IPC: Unix domain socket with binary framing — [4B json_len][json header][4B payload_len][raw tensor bytes]. JSON carries message metadata; the payload carries raw activation bytes to avoid base64 overhead.

Message types (src/inference/worker_ipc.rs):

MessageDirectionPurpose
DaemonMsg::Forwarddaemon → workerSingle-step LayerForward (distributed inference)
DaemonMsg::Generatedaemon → workerFull prompt→tokens decode loop (API inference)
DaemonMsg::Unloaddaemon → workerDrop a layer range (partial memory reclaim)
DaemonMsg::Shutdowndaemon → workerGraceful worker exit
WorkerMsg::Tokenworker → daemonStreaming decoded token
WorkerMsg::LayerResultworker → daemonActivation result for pipeline forwarding

SplitModelEntry is metadata-only — it caches eos_tokens, vocab, chat_template, bos_token, and eos_token_str from the GGUF header without loading model weights. The weights live exclusively in the worker subprocess.

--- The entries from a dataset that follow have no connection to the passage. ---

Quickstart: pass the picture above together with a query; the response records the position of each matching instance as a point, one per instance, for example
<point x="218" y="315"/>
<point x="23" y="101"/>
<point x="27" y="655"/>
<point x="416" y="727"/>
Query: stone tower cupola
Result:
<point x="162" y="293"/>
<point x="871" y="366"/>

Worker granularity: one process per ModelId (not per shard). A single worker handles all layer ranges for a model and owns its own KvCacheStore. Individual shard unload uses DaemonMsg::Unload; the process exits only when all shards are released.

Split Inference Engine

The split inference engine (src/inference/split/) enables distributed inference using candle for direct tensor computation with quantized GGUF weights. Each node loads only its assigned transformer layers (in the worker subprocess), forwarding hidden-state activations between nodes. The module is split into: model.rs (SplitModel struct + accessors), loader.rs (GGUF/shard load), executor.rs (forward pass + tensor-parallel), kv_cache.rs, entry.rs, gguf_meta.rs, shard_reader.rs, rope.rs, prefix_cache.rs.

Client → API Server → InferenceRouter → Pipeline Assembly
                                              │
                      ┌───────────────────────┘
                      ▼
          ┌──────────────────────┐
          │   Pipeline Segment   │     Token IDs (prefill)
          │ Node A: Layers 0-15  │──── LayerForward ──►
          └──────────────────────┘                      │
                                        ┌───────────────┘
                                        ▼
                            ┌──────────────────────┐
                            │   Pipeline Segment   │
                            │ Node B: Layers 16-27 │── sample token ──►
                            └──────────────────────┘

Pipeline Assembly

  1. Fetch model manifest to determine layer ranges
  2. Pipeline affinity check: if multi-turn session has a previous pipeline and all nodes are still connected, reuse it (KV cache locality)
  3. Query model_registry.shard_holders for hosting nodes
  4. Liveness filter: drop holders that aren't in connected_node_ids (the libp2p truth — DHT can re-inject providers for peers that just disconnected, and peer_registry is intentionally preserved across mid-pipeline disconnects for reconnect attempts)
  5. Fetch node load/latency from peer_registry
  6. Parallax scheduler: shortest-path dynamic programming over observed per-layer latencies (EMA over recent forwards), rather than a greedy latency-only sort. Cross-gossips top-32 observed latencies via NodeCapability.observed_latencies so every node has a current view of the network's compute profile
  7. Encrypted pipeline check: if enabled for this model, force first and last segments to the local node (boomerang topology)
  8. Assignment: widest contiguous layer range per node, merging on same-node
  9. Identify standby nodes per segment (failover)
  10. Send PipelineAssignment, wait for ACKs, begin forwarding

Failure Handling

The router applies a single retry on transient remote failures (silent rr drops, OutboundFailure, remote-generate timeouts). The retry passes preferred_pipeline = None so the scheduler re-runs and the dead/dropped peer is filtered out via the liveness oracle above. Failure of the second attempt propagates to the user with a "try again" hint.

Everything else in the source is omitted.